Wednesday, November 27

I'll see you in my dreams

There is a parable about holding a fistful of sand. I'm not sure exactly how it goes, but the moral was that the tighter you tried to hold on, the faster the sand spilled out.

I thought of something else in this context.

Sometimes, you hold on for so long that you forget why. You don't even realise your fist is clenched. When you do; when you eventually work up enough courage and open your hand, there will still be a few grains stuck in your palm. Those are regret, doubt, desire, sadness and... faint memories of the hope and possibility that made you pick up the sand in the first place.

The problem with sand of course is that you'll never successfully manage to dust off every grain.

Song for the moment: Slipping Away - Moby feat. Alison Moyet

She speaks American English

It's the time of the season, as the song goes, when relatives residing in foreign parts realise that the cure for homesickness is affordable and arrive like a mob of vultures to a carcass party. How else can you reasonably explain the fact that five different people have flown in within a week and made the pilgrimage to my grandma's place.

That doughty lady is of course, delighted and exasperated in equal measure. While she loves visitors, particularly family, and is of an age when every day is a gift, she certainly does not possess the equanimity or energy to juggle their various dietary and behavioural idiosyncrasies with her usual finesse. However, she perseveres.

Last night, this entire crew of NRIs met up at my uncle's place. I happened to drop by on my way home, and was immediately pulled into the jamboree. I'm pretty certain most extended families are as noisy as mine when meeting & catching up, in some cases, after almost 20 years. Like me, you'd expect a reasonable amount of banter, jokes, mirth and gossip. That's the charm of these meets after all.

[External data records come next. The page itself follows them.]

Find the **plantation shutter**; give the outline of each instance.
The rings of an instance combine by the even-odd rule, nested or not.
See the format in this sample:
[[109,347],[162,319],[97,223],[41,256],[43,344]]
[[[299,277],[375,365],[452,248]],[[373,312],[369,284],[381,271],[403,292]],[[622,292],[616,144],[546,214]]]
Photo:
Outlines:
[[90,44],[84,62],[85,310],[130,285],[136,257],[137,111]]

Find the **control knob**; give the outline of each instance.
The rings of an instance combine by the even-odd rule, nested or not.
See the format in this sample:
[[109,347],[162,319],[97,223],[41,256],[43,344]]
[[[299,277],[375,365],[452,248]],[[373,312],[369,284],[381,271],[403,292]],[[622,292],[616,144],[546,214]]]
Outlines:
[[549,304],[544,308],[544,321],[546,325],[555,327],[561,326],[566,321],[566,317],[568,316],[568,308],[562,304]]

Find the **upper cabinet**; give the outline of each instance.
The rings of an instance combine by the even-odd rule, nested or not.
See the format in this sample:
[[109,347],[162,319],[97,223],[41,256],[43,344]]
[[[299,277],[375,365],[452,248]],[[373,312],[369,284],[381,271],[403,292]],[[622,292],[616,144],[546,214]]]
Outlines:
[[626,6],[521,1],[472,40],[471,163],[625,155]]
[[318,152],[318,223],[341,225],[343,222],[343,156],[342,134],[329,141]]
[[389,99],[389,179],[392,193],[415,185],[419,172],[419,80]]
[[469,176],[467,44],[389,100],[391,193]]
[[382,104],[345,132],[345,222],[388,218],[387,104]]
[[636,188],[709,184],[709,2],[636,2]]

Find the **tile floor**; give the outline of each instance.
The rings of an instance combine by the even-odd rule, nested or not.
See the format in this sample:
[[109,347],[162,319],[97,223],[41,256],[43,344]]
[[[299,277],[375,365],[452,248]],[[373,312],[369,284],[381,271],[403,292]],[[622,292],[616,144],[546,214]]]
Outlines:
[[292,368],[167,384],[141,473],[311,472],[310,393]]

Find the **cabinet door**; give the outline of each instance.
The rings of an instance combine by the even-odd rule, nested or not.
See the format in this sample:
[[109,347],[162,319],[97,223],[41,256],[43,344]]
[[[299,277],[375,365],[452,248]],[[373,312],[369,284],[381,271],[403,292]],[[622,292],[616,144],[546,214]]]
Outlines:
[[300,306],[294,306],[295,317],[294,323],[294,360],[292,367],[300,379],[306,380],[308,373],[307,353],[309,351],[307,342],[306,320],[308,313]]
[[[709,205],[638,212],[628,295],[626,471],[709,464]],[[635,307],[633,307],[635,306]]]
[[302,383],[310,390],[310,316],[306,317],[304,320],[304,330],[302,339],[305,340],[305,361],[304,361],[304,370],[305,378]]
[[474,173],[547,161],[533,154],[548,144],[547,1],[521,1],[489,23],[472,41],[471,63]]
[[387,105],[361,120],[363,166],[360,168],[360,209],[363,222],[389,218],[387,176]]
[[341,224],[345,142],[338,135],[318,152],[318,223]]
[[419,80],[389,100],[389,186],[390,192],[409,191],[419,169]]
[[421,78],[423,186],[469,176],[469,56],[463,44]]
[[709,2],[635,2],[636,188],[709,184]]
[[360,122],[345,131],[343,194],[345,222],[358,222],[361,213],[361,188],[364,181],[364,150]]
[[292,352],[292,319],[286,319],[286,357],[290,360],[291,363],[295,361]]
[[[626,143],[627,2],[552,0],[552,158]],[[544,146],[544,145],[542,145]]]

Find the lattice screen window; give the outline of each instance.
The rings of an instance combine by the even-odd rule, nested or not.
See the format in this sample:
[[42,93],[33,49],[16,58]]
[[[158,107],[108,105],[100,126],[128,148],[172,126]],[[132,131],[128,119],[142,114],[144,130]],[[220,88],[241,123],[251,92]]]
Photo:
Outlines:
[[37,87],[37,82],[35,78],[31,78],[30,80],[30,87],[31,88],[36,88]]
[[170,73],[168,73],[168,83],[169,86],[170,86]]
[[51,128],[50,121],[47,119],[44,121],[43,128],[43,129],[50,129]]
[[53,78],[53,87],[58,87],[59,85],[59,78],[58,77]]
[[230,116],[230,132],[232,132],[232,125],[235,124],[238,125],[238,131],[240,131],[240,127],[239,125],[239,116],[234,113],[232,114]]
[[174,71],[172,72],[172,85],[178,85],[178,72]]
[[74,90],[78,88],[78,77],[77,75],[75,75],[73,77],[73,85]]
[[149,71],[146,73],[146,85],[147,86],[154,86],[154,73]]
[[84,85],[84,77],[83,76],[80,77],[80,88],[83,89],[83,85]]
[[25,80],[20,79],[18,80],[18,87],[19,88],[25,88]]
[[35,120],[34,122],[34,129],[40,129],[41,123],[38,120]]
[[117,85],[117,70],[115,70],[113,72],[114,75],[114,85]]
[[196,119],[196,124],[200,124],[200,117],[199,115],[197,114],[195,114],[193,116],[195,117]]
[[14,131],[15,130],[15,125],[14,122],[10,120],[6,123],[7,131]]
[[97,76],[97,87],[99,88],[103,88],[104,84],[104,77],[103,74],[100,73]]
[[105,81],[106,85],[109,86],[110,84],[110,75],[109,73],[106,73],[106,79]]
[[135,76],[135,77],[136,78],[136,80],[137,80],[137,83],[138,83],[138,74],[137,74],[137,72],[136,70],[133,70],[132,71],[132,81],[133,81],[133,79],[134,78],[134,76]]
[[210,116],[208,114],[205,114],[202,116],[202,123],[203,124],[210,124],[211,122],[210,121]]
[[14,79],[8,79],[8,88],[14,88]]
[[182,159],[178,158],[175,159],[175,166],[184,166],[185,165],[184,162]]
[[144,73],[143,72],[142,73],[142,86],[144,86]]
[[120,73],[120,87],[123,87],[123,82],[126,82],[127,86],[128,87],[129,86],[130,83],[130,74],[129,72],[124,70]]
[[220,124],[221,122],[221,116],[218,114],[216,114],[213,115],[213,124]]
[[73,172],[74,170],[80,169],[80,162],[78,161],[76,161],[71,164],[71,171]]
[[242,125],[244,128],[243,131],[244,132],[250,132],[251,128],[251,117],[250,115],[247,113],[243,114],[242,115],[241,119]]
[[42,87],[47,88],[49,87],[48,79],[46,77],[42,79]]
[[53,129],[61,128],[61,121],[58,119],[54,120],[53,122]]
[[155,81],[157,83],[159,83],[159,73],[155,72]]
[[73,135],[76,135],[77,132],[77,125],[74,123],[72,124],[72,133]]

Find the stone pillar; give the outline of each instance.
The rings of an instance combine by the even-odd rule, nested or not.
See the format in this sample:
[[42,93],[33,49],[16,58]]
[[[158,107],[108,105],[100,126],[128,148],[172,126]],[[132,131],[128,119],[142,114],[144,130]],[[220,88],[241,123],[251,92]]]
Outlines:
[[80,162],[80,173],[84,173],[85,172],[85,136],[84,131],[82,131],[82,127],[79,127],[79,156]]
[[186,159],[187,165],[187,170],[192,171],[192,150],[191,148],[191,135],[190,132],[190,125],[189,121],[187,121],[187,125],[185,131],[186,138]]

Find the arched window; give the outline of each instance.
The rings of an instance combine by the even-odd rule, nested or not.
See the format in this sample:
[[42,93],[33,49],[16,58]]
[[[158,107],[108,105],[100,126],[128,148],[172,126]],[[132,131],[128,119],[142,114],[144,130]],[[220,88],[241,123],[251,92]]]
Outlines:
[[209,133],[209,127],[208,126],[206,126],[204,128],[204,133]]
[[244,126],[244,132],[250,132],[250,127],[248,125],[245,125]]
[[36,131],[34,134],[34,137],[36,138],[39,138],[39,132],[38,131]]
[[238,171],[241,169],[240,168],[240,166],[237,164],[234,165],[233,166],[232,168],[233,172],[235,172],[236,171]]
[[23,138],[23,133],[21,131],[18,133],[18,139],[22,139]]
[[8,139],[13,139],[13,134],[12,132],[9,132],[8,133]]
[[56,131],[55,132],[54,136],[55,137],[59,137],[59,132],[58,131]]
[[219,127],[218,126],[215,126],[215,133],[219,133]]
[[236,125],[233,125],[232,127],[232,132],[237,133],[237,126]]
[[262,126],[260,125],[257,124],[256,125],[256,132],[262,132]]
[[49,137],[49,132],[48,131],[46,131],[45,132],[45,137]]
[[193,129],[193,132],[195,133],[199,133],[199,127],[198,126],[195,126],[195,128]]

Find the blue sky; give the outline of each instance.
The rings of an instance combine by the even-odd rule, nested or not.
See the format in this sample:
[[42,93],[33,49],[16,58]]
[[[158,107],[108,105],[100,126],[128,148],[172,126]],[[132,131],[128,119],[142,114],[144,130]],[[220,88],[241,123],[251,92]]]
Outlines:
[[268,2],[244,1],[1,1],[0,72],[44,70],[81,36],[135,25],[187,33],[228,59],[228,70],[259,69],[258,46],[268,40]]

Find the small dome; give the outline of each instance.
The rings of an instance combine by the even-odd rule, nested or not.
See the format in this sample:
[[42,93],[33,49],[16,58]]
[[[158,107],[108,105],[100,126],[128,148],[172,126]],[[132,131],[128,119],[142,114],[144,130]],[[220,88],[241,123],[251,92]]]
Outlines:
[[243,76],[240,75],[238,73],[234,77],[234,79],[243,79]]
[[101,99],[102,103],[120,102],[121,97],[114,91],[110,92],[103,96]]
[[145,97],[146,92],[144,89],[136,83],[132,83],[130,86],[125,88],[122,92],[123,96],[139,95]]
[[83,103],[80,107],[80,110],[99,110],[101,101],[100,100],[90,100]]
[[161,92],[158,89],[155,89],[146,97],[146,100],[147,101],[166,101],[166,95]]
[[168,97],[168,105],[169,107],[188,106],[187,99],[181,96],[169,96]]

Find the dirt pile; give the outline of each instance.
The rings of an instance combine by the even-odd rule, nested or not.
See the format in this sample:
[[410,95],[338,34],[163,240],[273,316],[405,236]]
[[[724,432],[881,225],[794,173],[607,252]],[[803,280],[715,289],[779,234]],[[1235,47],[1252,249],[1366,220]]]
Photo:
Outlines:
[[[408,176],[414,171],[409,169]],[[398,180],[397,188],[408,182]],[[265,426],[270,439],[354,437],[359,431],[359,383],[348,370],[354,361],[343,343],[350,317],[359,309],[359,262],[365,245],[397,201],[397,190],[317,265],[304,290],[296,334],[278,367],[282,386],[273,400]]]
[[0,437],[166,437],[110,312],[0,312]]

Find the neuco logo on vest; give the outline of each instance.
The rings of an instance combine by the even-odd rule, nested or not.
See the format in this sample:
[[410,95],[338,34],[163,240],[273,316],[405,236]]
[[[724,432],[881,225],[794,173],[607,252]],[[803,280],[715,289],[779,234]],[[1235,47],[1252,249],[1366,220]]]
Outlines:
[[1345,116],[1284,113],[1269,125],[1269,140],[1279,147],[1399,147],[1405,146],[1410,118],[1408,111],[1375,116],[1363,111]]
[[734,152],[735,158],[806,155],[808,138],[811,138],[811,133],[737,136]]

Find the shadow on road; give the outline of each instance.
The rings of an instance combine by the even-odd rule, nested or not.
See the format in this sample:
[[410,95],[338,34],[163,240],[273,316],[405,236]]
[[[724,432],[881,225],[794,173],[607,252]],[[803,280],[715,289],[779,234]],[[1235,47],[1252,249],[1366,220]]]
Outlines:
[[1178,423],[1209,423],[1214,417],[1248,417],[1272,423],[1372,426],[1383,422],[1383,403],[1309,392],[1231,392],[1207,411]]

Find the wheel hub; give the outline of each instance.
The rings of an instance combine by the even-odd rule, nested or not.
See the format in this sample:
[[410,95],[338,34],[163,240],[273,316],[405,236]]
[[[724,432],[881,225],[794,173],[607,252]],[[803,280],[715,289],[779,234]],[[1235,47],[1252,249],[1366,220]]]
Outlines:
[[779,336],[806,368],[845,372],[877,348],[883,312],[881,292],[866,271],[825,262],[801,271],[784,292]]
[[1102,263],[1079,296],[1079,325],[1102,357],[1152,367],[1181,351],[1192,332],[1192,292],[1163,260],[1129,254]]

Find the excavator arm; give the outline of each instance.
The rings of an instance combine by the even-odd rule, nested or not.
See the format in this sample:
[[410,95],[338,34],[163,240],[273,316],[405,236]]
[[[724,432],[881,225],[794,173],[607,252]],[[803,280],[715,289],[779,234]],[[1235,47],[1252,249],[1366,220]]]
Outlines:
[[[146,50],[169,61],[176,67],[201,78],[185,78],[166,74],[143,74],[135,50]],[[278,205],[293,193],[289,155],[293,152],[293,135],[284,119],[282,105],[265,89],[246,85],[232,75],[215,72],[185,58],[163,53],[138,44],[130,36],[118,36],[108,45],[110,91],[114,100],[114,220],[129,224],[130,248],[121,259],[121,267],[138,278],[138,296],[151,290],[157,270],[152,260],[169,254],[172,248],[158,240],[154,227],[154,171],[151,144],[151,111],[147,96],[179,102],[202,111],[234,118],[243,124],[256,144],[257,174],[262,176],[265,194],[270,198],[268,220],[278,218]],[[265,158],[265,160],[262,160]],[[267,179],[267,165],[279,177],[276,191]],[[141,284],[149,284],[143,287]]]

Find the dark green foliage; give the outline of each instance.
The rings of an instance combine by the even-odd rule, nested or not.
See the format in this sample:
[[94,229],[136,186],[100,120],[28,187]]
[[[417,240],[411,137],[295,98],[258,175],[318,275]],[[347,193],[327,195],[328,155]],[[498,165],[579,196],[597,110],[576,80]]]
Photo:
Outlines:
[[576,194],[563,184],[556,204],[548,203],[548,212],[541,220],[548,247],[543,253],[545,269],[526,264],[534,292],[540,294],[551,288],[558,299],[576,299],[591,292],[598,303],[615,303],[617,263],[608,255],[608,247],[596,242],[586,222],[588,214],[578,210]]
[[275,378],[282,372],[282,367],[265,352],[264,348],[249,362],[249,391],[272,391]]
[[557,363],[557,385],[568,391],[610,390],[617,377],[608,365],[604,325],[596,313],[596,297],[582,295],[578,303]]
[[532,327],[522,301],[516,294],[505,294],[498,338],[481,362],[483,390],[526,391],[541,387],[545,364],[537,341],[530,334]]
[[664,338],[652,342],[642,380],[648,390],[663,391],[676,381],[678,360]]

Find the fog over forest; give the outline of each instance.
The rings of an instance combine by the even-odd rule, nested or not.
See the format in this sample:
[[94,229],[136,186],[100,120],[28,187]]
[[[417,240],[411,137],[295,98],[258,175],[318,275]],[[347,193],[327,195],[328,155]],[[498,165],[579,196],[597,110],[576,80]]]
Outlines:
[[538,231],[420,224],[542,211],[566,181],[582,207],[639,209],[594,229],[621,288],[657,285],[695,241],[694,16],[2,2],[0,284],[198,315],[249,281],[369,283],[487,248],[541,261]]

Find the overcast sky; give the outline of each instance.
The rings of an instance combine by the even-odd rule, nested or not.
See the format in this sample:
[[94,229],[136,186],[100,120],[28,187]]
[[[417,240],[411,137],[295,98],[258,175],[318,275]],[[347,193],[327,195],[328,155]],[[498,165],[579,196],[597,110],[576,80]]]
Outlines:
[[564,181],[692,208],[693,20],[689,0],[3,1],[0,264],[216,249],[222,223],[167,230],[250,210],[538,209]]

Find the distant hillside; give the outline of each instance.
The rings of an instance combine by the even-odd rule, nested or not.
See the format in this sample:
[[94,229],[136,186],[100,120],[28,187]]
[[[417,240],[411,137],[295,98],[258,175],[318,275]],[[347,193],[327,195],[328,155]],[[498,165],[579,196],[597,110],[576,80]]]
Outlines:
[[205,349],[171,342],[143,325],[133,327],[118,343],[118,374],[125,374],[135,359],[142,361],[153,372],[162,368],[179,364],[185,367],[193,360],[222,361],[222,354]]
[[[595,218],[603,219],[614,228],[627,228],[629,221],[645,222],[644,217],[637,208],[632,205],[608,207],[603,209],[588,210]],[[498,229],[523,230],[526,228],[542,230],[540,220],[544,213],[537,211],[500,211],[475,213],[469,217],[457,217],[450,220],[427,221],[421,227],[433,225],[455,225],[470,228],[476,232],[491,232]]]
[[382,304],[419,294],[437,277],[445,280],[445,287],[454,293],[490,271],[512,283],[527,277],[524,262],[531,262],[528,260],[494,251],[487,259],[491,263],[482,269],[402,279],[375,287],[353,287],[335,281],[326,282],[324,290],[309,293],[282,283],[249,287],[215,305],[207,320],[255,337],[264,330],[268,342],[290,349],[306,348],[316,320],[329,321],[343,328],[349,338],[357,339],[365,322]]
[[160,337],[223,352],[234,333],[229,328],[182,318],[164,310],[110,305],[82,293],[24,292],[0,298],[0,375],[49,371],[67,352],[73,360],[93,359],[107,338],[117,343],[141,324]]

However, my family is nothing if not eccentric. In a room of 9 people, 3 of whom are IIT alumni (not uncommon in a Tam-Bram house, I assure you), the usual topics didn't stand a chance. From a 2 hour session, I found out:
  • The size, colour, texture and nutritive benefits of avocado
  • Why aluminum dinnerware and cutlery are not good for one's health
  • The melting points of steel, aluminum, and tin and the electroplating of cooking vessels
  • Why Croft & Garner were better bowlers than Roberts & Holding
  • When and how people will be able to use cell-phones on planes safely
  • The processes involved in registering and running an NGO in the U.S.
  • Why the Pandyan Express, from Madras to Madurai, is an excellent train
  • How to get to and make an excellent visit of Rameshwaram
  • About documentaries on Indonesian gang wars
  • Yada yada yada... there was some talk about Fortran and CAD, but I gave up
Yes. Egads. My feelings exactly. I was pretty sure that, at some point, an argument would break out on Calculus, Integration and Organic Chemistry, and that slide rules, foolscap sheets and other assorted scientific paraphernalia would be whipped out... but we didn't that far.   

The best part was the fact that all these people (barring a pseudo-copywriter) are experts in various arcane branches of learning, meaning that no one could bullshit without getting caught out.

Which is why, dear reader, I safely stayed silent and thought up this post.

Song for the moment: Homecoming - Acoustic Alchemy       

Tuesday, November 12

Dumb

Good batsmen watch for the googly.

Great batsmen force spinners to bowl it.

And then there are those poor sods who suspect it is coming, dread it coming, see it coming and yet... stand dazed, frozen and helpless till the stumps shatter.

I understand shattered.

As in cricket, as in life. Practice makes perfect.